Which tasks must be confirmed by a human?

Launch with the minimum necessary capability first

Many systems actually only need:

L1 or L2

If you jump straight to L4, you often end up with:

Too complex
Too expensive
Too unstable

Common beginner misconceptions

Thinking tool use automatically means an advanced Agent

Being able to call one tool is usually at most L1.

Thinking more steps automatically means smarter

More steps sometimes just means more error paths.

Piling up architecture without distinguishing task levels

This is one of the reasons many Agent projects are hard to ship.

Evidence to Keep

Keep this page’s proof of learning as a small evidence card:

Agent Boundary: how this differs from chatbot or fixed workflow
Goal State Action: goal, current state, next action, observation
Architecture Parts: planner, tools, memory, guardrails, evaluator
Failure Check: over-autonomy, vague goal, missing state, or no trace
Next Action: build the smallest traceable single-agent loop

Summary

The most important takeaway from this section is:

An Agent’s capability is not a switch; it is a continuous range of levels.

Once you learn to grade capability, it becomes easier to make safe architectural decisions, and you are less likely to be misled by the phrase “fully autonomous intelligent agent.”

Exercises

Make a list of 5 tasks and decide whether each one is better suited for L0, L1, L2, or L3.
Think about a real project of yours: why might it not need to go all the way to L3 / L4?
If a system often calls the wrong tool, which capability layer is more likely to have the problem?

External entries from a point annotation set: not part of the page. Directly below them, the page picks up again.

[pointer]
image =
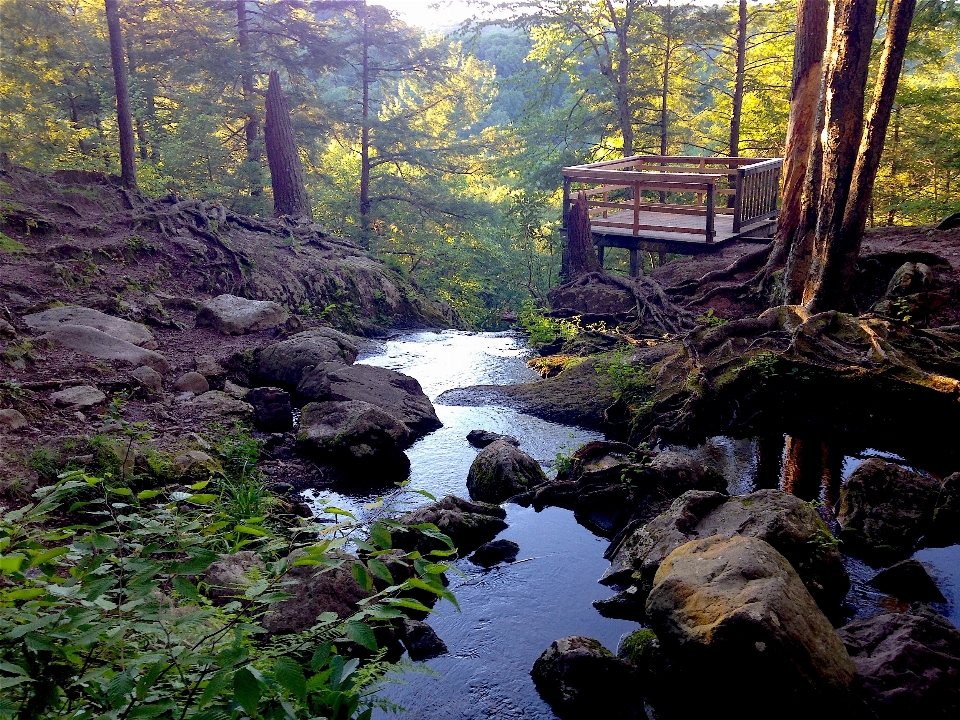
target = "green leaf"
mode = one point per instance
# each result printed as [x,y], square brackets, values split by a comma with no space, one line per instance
[362,577]
[246,690]
[380,569]
[361,634]
[381,536]
[250,530]
[290,675]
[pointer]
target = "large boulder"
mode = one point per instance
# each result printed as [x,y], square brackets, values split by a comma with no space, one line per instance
[726,609]
[884,510]
[356,435]
[501,471]
[945,528]
[393,392]
[54,318]
[467,524]
[315,590]
[908,664]
[283,363]
[232,315]
[580,678]
[87,340]
[781,519]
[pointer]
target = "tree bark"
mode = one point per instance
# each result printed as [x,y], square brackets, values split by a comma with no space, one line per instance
[836,255]
[582,257]
[286,171]
[128,165]
[739,80]
[251,128]
[812,17]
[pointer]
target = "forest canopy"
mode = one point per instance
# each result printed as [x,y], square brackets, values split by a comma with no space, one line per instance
[441,152]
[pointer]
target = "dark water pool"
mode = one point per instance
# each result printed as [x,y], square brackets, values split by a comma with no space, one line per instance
[509,614]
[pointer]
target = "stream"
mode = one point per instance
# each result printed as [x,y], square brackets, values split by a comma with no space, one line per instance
[509,614]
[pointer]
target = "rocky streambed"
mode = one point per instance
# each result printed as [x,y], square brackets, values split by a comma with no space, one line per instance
[546,590]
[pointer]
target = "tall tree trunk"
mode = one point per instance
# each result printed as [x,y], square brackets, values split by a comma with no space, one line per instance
[830,286]
[128,164]
[286,171]
[739,80]
[251,128]
[582,257]
[365,134]
[811,41]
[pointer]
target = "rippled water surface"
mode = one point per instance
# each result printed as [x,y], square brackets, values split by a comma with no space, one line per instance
[511,613]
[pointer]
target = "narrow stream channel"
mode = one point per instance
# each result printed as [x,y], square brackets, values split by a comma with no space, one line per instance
[510,613]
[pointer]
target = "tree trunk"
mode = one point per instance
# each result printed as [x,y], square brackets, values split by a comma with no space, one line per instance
[582,257]
[252,127]
[836,255]
[286,171]
[739,80]
[802,126]
[365,134]
[128,166]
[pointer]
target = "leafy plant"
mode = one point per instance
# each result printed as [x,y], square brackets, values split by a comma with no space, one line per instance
[102,614]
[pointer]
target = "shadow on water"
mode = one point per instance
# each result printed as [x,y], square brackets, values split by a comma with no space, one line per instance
[511,613]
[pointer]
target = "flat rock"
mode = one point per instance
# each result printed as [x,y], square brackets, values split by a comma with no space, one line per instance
[467,524]
[908,664]
[357,436]
[393,392]
[421,640]
[11,419]
[192,382]
[78,397]
[49,320]
[147,377]
[271,409]
[215,402]
[884,510]
[315,590]
[482,438]
[908,580]
[501,471]
[87,340]
[725,609]
[283,363]
[790,525]
[580,678]
[232,315]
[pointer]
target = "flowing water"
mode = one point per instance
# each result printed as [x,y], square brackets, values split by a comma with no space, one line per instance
[509,614]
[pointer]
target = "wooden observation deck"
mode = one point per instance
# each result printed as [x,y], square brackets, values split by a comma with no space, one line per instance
[675,204]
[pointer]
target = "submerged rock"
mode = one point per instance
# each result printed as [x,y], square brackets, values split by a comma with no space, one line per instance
[884,510]
[232,315]
[356,435]
[395,393]
[467,524]
[908,580]
[482,438]
[580,678]
[908,664]
[725,609]
[495,551]
[421,640]
[284,363]
[501,471]
[790,525]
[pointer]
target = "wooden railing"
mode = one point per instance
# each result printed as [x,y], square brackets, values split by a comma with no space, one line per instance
[749,186]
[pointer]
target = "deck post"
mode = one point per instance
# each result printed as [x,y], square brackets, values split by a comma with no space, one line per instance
[711,187]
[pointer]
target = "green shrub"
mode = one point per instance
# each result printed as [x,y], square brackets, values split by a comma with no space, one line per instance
[102,615]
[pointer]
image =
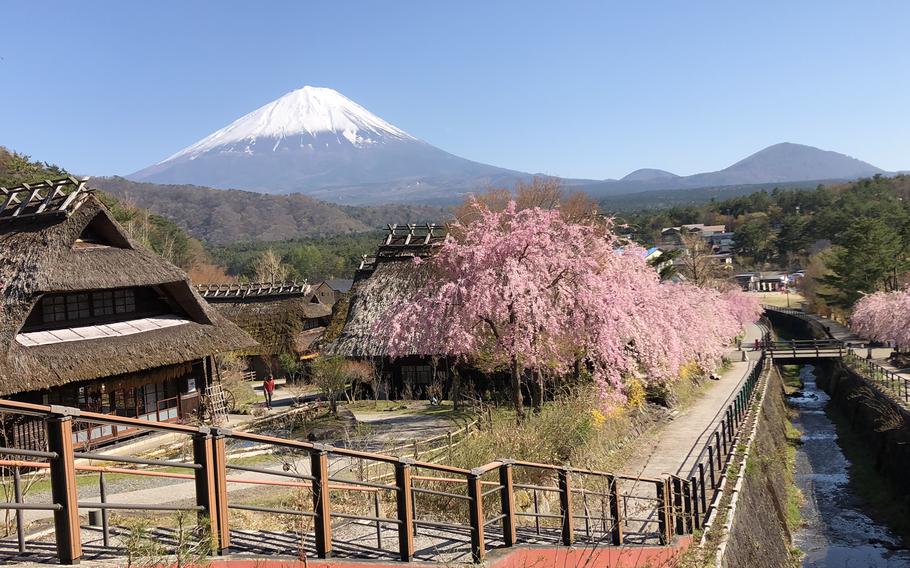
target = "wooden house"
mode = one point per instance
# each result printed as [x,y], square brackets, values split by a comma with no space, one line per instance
[92,320]
[381,281]
[330,291]
[285,319]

Project reference and review notes

Example: FAQ matching is L0, weather lookup is L1, refund eligibility with policy lookup is L2, a weekly report with email delivery is L3, and autonomous long-running operations are L3 or L4 depending on risk and supervision.
Many projects do not need L3 or L4 because autonomy increases cost, risk, evaluation burden, and recovery complexity. A simpler L1 or L2 system may be more reliable.
Wrong tool calls usually point to the tool-use and routing layer: task classification, tool descriptions, schema constraints, or observation handling.